Oberes Schloss Greiz

Im Nordwesten der Altstadt erhebt sich das Obere Schloss Greiz als Höhenburg auf einem etwa 50 m hohen, schmalen Bergkegel. Sein schlanker Bergfried liegt erhöht und weithin sichtbar auf einem Felsen. Seit dem Ende des 13. Jh. war die vor 1189 er­richtete Höhenburg im Besitz des Hauses Reuß. Die ellipsenförmige Burganlage umfasst mittelalterlichen Palas und Doppelkapelle, Renaissancetrakt und barockes Hohes Haus. Seitdem Ende des 18. Jahrhunderts das modernere Untere Schloss Hauptresidenz wurde, beherbergte das Obere Schloss die Landesverwaltung.

In Sichtweite des Oberen Schlosses befindet sich das Untere Schloss knapp 200 Meter süd­östlich. Die dortige Jüngere Linie des Hauses Reuß starb nach fast 200 jähriger Regierungszeit 1768 aus.
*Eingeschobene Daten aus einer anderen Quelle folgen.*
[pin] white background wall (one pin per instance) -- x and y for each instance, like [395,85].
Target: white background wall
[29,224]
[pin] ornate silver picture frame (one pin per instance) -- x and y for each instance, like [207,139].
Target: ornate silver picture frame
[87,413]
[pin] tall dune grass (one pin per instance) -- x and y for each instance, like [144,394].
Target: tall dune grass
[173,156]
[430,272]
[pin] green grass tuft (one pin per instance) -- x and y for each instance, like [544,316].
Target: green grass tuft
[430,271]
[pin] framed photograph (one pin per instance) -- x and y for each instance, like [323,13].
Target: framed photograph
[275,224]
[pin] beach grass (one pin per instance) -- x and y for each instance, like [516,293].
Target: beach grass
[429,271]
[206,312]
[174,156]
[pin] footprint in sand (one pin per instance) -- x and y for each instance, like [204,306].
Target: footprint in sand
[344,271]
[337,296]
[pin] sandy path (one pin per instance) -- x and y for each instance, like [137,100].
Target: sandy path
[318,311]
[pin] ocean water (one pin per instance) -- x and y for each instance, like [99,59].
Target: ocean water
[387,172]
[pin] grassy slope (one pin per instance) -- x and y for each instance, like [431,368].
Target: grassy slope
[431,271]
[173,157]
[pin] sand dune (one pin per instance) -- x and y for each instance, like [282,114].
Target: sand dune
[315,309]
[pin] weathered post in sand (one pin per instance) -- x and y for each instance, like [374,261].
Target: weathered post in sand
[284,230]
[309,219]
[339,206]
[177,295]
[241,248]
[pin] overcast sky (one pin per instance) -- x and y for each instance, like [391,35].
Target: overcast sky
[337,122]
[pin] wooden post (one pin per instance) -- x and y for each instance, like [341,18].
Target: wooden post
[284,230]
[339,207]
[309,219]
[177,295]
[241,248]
Als Reuß Älterer Linie zehn Jahre später in den Reichsfürstenstand erhoben wurde, wählte sie als Hauptresidenz das modernere Untere Schloss. Im Nordosten wird dessen klassizistische, dreiseitige Anlage von der Stadtkirche St. Marien begrenzt. Sie bildet mit dem Unteren Schloss ein Ensemble. Nach einem verheerenden Stadtbrand 1802 wurde das Untere Schloss wieder klassizistisch aufgebaut und 1884/85 um das gründerzeitliche Ida-Palais mit Wintergarten und Zwiebelturm ergänzt.

Summer Palace and Park in Greiz

Westlich des Schlossberges erstreckt sich am Ufer der Weißen Elster der beinahe 50 ha große Fürstlich Greizer Park. Der ursprünglich barocke Lustgarten wurde seit 1800 zum Englischen Landschaftsgarten umgestaltet. Inmitten des Fürstlich Greizer Parks wurde nach 1768 ein Sommerpalais errichtet, als nach dem Aussterben von Reuß Jüngerer Linie beide Häuser wieder zusammen gelegt worden waren. Das klassizistische Sommerpalais ist in nur knapp 300 m Luftlinie vom Oberen Schloss entfernt gelegen und von dort gut sichtbar. Der Hof ­zog hierhin alljährlich für die Sommermonate um.